I've smoked lots of cheeses with my AMNPS including mozzarella, cheddar, provolone, pepper jack etc... All have turned out excellent.

My wife is Mexican and her family uses Mexican cheeses with many dishes, grilling, breakfast, you name it it goes in everything and it's delicious. I decided to smoke 2 rounds of "queso fresco" to send the in-laws for their New Years parties.

My problem is I've never tried this before. I'm sending this over night tomorrow and telling them not to open til New Years since it needs a 2 week wait. It was smoked yesterday so the timing is perfect but I don't have a clue how it will taste. Has anyone tried this? Can someone give me some feed back on smoked Mexican cheeses before I mail it out? I would hate to send something that is nasty or not complimented by a little smoke.

This is after 3 hours of AMNPS smoke and a shot of the label.

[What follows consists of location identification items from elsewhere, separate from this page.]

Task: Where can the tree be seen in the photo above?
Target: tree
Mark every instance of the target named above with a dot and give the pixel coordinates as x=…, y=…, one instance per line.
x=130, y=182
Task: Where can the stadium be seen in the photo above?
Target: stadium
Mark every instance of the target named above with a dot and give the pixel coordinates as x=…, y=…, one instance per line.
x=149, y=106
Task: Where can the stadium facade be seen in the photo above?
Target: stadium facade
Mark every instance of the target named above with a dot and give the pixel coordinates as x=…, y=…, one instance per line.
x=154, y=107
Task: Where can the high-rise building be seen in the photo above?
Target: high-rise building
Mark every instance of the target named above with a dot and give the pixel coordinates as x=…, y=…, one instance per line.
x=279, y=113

Any input is needed and greatly appreciated. Thanks for looking.


----------



## jjwdiver (Dec 18, 2011)

It looks great, but I too have no idea on the taste. Get your wife to sneak a taste and let you know!

John


----------



## sprky (Dec 18, 2011)

I have never smoked that type of cheese ether, so i can not say how it will be. However IMHO smoke can only improve any type of cheese, I have even smoked cream cheese.


----------



## scarbelly (Dec 18, 2011)

Hey Teez this is a soft farmer style cheese and most likely will not need the 2 weeks. I would guess that you could eat some today or tomorrow. Hopefully ChefRob will check in or you could send him a PM. I know he used it in one of his posts a while back. 

Edit 

I did a search and as I suspected this cheese is recommended to be eaten fresh. I think you should treat this one exactly like a fresh Mozzarella. It can be eaten later today or tomorrow


----------



## chef jimmyj (Dec 18, 2011)

Hey Teez, That is one of my Fav Cheeses. I have not tried smoking one but the loose curd should take to the smoke nicely...I am interested in the outcome, Fish Tacos with Smoked Queso Fresco? Sounds Awesome to me!...JJ


----------



## SmokinAl (Dec 19, 2011)

Looks like another project for me. I see that cheese all the time, but have never bought it.


----------



## mballi3011 (Dec 19, 2011)

Now your cheese looks awesome. I thought that it was a soft almost crumbling cheese.  It sure looks like it held together better then I thought it would have. Great Job


----------



## chefrob (Dec 19, 2011)

mballi3011 said:


> Now your cheese looks awesome. I thought that it was a soft almost crumbling cheese.  It sure looks like it held together better then I thought it would have. Great Job




 it is........it is a little like fetta too, i don't see why it wouldn't smoke an go good on tacos de carnitas!


----------